Ce brio est particulièrement manifeste lorsqu’il s’agit de voir un monde à travers le regard d’un enfant, et en plusieurs cas (« Les sacs » – ou le pouvoir radical de l’imagination enfantine qui ne connaît pas le pardon -, « La vie d’Emilio ») , Maïca Sanconie évoque le tourbillon du « Ce que savait Maisie » d’Henry James, ou, sans pourtant user d’éléments proprement fantastiques, les déroutants jeunes protagonistes que savent si bien mettre en scène une Lisa Tuttle ou une Mélanie Fazi.

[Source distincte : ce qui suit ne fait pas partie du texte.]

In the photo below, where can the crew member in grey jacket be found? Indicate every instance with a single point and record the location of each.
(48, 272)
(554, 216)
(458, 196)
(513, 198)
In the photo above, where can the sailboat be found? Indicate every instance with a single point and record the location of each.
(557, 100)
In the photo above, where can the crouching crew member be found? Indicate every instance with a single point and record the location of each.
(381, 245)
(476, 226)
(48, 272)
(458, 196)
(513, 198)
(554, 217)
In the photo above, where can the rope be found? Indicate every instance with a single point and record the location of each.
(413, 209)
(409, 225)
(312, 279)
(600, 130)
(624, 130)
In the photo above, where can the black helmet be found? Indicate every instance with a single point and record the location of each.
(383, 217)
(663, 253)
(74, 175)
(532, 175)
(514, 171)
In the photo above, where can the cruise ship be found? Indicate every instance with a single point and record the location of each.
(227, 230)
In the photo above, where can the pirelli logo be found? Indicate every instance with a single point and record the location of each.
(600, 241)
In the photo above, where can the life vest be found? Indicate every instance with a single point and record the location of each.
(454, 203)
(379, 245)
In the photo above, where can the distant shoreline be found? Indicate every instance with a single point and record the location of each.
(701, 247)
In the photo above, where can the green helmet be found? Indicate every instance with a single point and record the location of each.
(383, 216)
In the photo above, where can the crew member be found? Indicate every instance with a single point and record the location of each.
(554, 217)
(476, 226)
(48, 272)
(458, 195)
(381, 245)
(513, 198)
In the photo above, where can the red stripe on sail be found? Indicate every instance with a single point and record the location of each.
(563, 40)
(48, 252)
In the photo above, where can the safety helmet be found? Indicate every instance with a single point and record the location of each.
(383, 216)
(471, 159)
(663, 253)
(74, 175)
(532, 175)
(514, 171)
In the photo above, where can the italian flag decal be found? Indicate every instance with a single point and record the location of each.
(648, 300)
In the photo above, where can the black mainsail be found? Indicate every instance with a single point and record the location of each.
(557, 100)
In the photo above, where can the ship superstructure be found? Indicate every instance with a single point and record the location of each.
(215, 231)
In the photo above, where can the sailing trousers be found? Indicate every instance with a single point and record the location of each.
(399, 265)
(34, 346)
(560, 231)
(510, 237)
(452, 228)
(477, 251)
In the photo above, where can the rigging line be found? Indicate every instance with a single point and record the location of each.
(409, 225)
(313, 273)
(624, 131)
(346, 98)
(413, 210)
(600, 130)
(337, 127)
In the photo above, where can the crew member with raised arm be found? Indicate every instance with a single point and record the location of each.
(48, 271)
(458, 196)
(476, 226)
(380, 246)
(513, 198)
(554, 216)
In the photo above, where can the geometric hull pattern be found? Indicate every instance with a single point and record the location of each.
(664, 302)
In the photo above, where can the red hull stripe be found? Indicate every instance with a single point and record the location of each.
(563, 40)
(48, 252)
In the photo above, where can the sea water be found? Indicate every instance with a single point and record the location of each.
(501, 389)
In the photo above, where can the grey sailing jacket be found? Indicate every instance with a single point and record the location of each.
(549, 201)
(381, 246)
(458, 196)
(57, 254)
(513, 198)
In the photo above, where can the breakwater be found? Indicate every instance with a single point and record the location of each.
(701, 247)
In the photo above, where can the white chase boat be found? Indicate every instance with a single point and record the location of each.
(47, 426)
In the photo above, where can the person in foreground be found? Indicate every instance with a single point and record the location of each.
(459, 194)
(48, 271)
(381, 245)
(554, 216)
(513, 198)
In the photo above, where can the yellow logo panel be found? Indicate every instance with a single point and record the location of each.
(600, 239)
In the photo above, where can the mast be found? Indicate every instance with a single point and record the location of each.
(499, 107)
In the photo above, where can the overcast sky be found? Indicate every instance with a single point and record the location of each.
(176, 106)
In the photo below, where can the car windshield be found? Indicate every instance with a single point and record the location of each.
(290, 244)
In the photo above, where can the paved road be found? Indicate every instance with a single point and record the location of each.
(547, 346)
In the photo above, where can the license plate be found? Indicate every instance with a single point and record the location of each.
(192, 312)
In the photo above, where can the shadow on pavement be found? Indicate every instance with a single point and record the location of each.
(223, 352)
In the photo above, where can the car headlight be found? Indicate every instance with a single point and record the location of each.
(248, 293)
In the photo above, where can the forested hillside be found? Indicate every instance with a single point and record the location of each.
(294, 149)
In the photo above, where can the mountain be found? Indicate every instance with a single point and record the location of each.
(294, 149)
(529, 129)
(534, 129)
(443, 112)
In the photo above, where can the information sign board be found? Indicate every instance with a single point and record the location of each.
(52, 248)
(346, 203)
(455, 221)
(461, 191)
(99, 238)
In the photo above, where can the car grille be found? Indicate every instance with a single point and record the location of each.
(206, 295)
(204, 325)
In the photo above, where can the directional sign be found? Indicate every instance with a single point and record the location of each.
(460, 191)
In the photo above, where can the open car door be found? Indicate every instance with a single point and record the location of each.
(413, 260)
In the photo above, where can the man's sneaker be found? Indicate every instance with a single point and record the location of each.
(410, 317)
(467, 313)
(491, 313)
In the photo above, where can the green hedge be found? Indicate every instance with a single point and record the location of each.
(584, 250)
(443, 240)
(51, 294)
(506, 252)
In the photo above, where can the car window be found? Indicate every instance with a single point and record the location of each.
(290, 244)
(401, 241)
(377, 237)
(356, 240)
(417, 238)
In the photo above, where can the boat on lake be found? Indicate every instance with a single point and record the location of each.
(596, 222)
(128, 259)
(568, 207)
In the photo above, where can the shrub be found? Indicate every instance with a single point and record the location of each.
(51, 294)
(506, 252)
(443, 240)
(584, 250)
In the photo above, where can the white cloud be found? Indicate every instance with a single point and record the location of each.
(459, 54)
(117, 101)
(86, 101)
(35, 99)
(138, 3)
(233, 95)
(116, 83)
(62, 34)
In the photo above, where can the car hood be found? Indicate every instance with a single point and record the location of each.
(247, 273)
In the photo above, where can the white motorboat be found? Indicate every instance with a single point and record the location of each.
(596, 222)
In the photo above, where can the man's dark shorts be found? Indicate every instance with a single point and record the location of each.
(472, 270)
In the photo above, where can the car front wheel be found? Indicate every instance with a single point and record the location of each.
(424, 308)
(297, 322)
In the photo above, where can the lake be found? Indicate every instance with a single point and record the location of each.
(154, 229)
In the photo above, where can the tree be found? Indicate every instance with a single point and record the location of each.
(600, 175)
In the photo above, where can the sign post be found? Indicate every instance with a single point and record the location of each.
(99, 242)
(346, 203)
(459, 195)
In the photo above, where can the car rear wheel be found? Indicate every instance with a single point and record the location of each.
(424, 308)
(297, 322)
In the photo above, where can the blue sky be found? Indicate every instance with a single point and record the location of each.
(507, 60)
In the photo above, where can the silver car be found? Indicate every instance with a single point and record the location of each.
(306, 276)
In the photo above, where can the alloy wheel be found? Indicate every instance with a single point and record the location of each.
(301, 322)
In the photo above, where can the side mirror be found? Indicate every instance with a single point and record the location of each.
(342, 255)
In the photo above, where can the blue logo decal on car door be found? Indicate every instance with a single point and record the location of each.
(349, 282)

Regards de femmes amoureuses jouant avec la déception qui se profile, regards de jeunes adultes sur leurs parents vieillissants, regards rêveurs et comme perpétuellement étonnés d’êtres qui acceptent la surprise d’une vie,… Une mention toute particulière pour deux nouvelles saisissantes : « La marche d’Igor », dans laquelle l’auteur invente une syntaxe et plie sa phrase au rythme d’un marcheur aux allures gionesques, et « La dame de pique », dans laquelle une histoire apparemment simple de faute et de filiation prend un relief tragique et fantastique presque uniquement grâce à la machiavélique succession d’angles obliques et incertains adoptés en changeant le narrateur au moment ad hoc, en vingt pages.
Un beau recueil qui donne nettement envie d’en lire davantage.
« Lorsque le vent se calma enfin, une foule criarde envahit de nouveau les quais et tandis que Nathalie s’enfonçait dans la ville, tranquillisée par le souvenir immuable du rectangle de sa fenêtre, M. Van Thuong traça sur un cahier étroit une multitude de caractères judicieusement espacés, mais si denses et si feuillus qu’on aurait pu les qualifier de végétaux, comme ces touffes sous-marines qui s’entêtent à surgir sur le sable des grands fonds, dans la nostalgie des forêts naissantes. » (« Les noces »)
« Je ne bougeai pas lorsque la porte d’entrée s’ouvrit enfin, lâchant un nuage éclatant sur la marée boueuse où je flottais. Je demeurai tout aussi inerte lorsque ma mère se précipita sur moi pour me relever, et ses mots d’amour inquiet me firent l’effet d’une résille brûlante qui s’abattait sur mon âme d’homme pour l’enfermer dans ma poitrine. Je me débattis alors dans ses bras, mais elle prit ma rage pour une terreur d’enfant et posa à ma joue un baiser qui scella notre désunion comme une fleur offerte qui se fânerait aussitôt. » (« Les sacs »)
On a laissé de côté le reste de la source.